Karen Hawthorne has been in acting for 20 years and has a number of credits under her belt including Titanic Boys (Grand Opera House, Cork Opera House), Beauty-ful in Sleeping Beauty (Waterfront Hall), Katie in Sleepy Hollow (Theatre at the Mill) and The Wicked Queen in Snow White and the Seven Dwarfs (Millenium Forum).
She’s now taking on her ‘hardest role ever’ as Elle Woods in Legally Blonde: The Musical, which is an all-singing, all-dancing romantic comedy.
The story follows Elle as she tackles Harvard Law School after her boyfriend dumps her, and she embarks on a plan to get him back.
Karen said Legally Blonde is a massive show and her ‘hardest role’ to date.
“You have no idea how scared I am, it’s a massive show. We did Evita last year all about Eva Perón, and I thought ‘this is huge, this is the hardest part I’ll ever play’. Wrong.
“Elle was so hard, it’s non stop. If there’s a scene I’m not in it’s because I’m getting changed. You’ve maybe half a minute where I’m not on stage, it’s absolutely insane. It’s really intense. “All the music is very big and loud, you have to be able to dance, you have to be able to sing, it’s everything. It’s crazy.”
Rehearsals for the show have been intense with three sessions a week including nine hours on a Sunday.
“We started in May for music, and we had a couple of dance rehearsals, but the director was doing the youth project in the opera house, they were doing Sunset Boulevard so he was out for two months, so we really took the summer off,” said Karen.
“We started back in the middle of August and we are rehearsing three times a week and we rehearse for nine hours on a Sunday.
“Our youngest members have literally just finished their GCSEs; they’re 16 or 17 so they’ve school, and there’s ones at uni and some with jobs, so it’s fitting everything around. It’s nuts.”
Growing up locally, Karen has a soft spot for the Grand Opera House and really enjoys doing productions there.
“Yes, we love the Grand Opera House. My first show, when I was 18, was in the Opera House and they’d just renovated the space.

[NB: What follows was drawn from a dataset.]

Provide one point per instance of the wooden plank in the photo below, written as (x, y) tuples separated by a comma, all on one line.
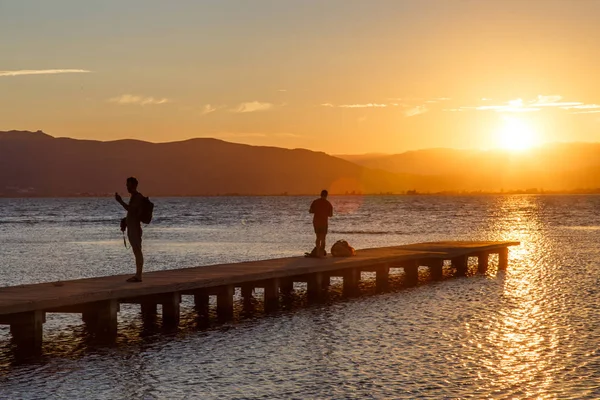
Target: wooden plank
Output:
[(52, 295)]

“We’ve been in there so long, you know the staff, the front of house staff, everybody knows the crew. So when you go in it’s like seeing all your friends, it’s such a friendly space. “Because there’s other companies in Belfast that use the space, you find that the audiences are all the same as well because everyone supports each other. It’s lovely.”
Karen worked professionally after she completed her training before leaving it to work in a school in a special needs setting before getting the acting itch again. She advises any budding actors or actresses to ‘start at the bottom’.
“Learn from the bottom, learn from the ensemble and learn from the people around you. Be on time and just get into as many things as you can.
“We started dancing in school, they brought in a dance teacher because no-one wanted to do netball or hockey. And the dance teacher was part of Bangor Operatic Company; they were doing a youth show and she was the one who said, ‘do you want to come and join?’
“And then when we went there, there was a guy there called Les and he said Bangor Operatic needed dancers and from there I went to a company called New Lyric. After I studied I started working professionally as an actor, then I gave it up and went to work in the school. Then five or six years ago, I decided to go back. Every year I do the panto in the Millennium Forum up in Derry. It’s a balancing act.
“I worked for a long time, one-to-one in a school for six or seven years [with someone who had] ADHD; I was diagnosed with ADHD this year, and he’s really the reason I figured it out.
“This year has been nuts, it’s the first year I’ve been medicated for it. So being on stage, being medicated my brain works a completely different way on it, so it’s been nuts.”
Legally Blonde opens on October 8, to get tickets, go to the Grand Opera House’ website.